High Energy Spin Excitations in Electron-Doped Superconducting Pr$_{0.88}$LaCe$_{0.12}$CuO$_{4-\delta}$ with $T_c=21$ K

TL;DR

This study uses neutron scattering to explore how electron doping affects magnetic excitations in a superconductor, revealing broadening of low-energy spin fluctuations and suppression of high-energy excitations, indicating a new energy scale similar to lightly hole-doped cuprates.

Contribution

It provides detailed insights into the magnetic excitation spectrum of electron-doped Pr$_{0.88}$LaCe$_{0.12}$CuO$_{4-eta}$, highlighting doping-induced spectral redistribution and a new energy scale.

Findings

Wave vector broadening in low-energy spin fluctuations

Suppression of high-energy spin-wave excitations

Identification of a new energy scale in the spin susceptibility

Abstract

We use high-resolution inelastic neutron scattering to study the low-temperature magnetic excitations of electron-doped superconducting Pr$_{0.88}$LaCe$_{0.12}$CuO$_{4-\delta}$ ($T_c=21\pm 1$ K) over a wide energy range (4 meV$\le\hbar\omega\le 330$ meV).
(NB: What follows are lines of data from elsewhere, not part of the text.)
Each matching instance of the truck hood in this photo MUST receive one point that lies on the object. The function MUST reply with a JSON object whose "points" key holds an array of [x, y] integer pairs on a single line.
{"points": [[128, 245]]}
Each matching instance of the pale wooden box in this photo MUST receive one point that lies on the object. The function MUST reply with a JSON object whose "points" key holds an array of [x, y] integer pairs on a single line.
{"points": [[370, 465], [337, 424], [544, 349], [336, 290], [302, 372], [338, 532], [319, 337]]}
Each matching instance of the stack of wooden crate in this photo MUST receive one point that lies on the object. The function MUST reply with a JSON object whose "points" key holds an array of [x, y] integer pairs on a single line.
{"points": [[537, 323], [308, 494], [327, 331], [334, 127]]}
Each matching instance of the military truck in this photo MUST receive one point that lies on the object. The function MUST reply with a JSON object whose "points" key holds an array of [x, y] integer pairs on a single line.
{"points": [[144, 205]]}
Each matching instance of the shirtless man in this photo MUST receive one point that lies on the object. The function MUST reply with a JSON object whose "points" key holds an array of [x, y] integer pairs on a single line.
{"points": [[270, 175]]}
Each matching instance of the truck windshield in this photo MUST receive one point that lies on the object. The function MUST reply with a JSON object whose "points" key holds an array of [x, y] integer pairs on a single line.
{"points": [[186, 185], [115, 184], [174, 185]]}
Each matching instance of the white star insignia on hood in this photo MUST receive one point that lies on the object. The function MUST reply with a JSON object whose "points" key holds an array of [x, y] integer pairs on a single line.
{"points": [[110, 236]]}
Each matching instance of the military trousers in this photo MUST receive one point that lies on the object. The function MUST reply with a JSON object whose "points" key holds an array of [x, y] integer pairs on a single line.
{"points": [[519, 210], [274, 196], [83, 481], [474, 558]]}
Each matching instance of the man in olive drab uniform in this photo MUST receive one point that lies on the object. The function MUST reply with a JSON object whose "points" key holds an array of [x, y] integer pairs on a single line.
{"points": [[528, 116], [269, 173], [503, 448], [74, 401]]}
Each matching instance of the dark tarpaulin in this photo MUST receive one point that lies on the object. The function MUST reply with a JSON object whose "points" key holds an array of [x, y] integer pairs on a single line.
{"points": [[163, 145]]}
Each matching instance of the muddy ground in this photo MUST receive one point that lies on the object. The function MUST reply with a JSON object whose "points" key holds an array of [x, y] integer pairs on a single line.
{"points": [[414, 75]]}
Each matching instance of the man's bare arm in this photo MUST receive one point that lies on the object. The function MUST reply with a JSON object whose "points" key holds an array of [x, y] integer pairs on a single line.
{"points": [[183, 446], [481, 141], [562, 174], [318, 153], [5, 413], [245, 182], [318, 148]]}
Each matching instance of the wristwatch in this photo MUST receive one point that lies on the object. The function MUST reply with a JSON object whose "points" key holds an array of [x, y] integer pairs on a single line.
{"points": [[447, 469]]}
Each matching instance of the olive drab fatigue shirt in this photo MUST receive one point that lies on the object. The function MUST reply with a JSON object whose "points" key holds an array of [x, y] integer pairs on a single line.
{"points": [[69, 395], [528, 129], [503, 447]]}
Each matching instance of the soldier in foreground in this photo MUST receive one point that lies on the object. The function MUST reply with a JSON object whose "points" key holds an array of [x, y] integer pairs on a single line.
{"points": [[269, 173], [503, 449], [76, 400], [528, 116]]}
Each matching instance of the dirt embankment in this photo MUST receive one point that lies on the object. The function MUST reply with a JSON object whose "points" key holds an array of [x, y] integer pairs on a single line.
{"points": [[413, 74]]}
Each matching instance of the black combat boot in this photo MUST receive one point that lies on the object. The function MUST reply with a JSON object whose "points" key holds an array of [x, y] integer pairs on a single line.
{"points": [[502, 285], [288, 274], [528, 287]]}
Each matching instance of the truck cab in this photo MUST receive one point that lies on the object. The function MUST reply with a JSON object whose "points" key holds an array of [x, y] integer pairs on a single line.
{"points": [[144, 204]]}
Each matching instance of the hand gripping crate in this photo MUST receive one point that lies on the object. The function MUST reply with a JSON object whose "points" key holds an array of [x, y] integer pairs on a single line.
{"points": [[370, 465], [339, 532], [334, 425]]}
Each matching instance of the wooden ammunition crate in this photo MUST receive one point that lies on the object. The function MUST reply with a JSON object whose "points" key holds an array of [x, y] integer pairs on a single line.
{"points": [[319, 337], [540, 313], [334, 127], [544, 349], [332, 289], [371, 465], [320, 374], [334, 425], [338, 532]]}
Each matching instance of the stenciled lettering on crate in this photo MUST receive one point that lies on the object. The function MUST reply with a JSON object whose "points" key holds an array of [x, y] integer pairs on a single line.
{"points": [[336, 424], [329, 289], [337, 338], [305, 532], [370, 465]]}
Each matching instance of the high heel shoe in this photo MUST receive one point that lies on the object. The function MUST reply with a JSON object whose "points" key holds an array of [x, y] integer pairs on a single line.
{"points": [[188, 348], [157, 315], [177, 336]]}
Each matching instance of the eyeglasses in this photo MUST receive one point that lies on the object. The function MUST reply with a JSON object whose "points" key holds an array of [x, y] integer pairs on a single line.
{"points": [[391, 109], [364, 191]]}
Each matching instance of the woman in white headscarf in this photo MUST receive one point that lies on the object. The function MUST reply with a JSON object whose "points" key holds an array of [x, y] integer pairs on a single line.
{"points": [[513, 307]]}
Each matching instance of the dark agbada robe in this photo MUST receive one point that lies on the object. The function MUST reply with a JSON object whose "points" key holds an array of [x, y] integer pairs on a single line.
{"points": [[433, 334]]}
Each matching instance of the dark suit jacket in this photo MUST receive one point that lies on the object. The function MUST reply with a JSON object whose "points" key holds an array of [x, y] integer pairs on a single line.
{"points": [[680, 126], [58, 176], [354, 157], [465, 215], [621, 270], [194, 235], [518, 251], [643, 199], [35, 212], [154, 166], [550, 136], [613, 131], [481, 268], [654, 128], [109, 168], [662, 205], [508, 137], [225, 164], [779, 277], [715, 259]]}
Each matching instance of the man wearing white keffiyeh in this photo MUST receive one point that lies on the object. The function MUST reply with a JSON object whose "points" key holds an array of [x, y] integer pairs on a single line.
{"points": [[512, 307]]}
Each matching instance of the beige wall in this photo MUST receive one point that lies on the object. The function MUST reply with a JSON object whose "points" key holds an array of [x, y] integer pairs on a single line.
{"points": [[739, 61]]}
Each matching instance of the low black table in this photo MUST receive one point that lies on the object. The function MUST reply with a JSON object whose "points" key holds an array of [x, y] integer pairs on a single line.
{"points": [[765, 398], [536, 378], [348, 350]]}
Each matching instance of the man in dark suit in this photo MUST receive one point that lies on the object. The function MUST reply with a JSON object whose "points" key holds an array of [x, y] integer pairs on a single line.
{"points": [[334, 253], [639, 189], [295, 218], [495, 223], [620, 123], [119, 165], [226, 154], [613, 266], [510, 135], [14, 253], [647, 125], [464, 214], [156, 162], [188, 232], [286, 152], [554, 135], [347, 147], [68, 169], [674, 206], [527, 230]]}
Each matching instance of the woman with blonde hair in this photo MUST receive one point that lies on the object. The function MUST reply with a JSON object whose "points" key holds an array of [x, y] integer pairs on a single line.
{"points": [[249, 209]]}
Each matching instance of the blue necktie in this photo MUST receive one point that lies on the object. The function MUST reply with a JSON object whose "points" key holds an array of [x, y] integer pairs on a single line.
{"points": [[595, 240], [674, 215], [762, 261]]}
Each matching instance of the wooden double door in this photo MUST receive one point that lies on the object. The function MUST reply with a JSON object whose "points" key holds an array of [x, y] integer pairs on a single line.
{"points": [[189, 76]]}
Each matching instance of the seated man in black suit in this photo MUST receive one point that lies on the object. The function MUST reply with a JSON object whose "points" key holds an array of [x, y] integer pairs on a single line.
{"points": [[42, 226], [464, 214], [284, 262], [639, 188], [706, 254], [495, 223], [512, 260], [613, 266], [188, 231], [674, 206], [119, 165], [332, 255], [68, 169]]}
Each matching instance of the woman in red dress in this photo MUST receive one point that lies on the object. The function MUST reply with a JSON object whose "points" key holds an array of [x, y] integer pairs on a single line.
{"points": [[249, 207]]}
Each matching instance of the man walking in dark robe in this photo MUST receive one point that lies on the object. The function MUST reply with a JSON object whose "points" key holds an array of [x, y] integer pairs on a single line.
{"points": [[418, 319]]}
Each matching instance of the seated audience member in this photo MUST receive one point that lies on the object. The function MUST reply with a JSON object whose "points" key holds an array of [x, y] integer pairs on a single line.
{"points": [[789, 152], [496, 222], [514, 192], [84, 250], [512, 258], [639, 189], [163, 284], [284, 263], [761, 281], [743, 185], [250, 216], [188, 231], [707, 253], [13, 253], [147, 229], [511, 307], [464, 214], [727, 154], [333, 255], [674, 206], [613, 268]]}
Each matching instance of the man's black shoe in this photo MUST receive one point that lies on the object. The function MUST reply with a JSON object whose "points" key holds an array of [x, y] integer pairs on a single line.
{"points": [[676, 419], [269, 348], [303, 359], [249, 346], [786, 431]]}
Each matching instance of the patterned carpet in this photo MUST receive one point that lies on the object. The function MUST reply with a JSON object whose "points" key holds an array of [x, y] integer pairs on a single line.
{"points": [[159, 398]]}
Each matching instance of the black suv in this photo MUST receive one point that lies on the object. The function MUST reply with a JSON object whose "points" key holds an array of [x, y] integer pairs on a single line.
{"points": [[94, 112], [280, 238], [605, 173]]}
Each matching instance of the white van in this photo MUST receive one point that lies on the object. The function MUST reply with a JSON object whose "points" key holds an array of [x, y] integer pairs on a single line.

The effect of electron-doping is to cause a wave vector ($Q$) broadening in the low-energy ($\hbar\omega\le 80$ meV) commensurate spin fluctuations at ($\pi$,$\pi$) and to suppress the intensity of spin-wave-like excitations at high energies ($\hbar\omega\ge 100$ meV). This leads to a substantial redistribution in the spectrum of the local dynamical spin susceptibility $\chi^{\prime\prime}(\omega)$, and reveals a new energy scale similar to that of the lightly hole-doped YB$_2$Cu$_3$O$_{6.353}$ ($T_c=18$ K).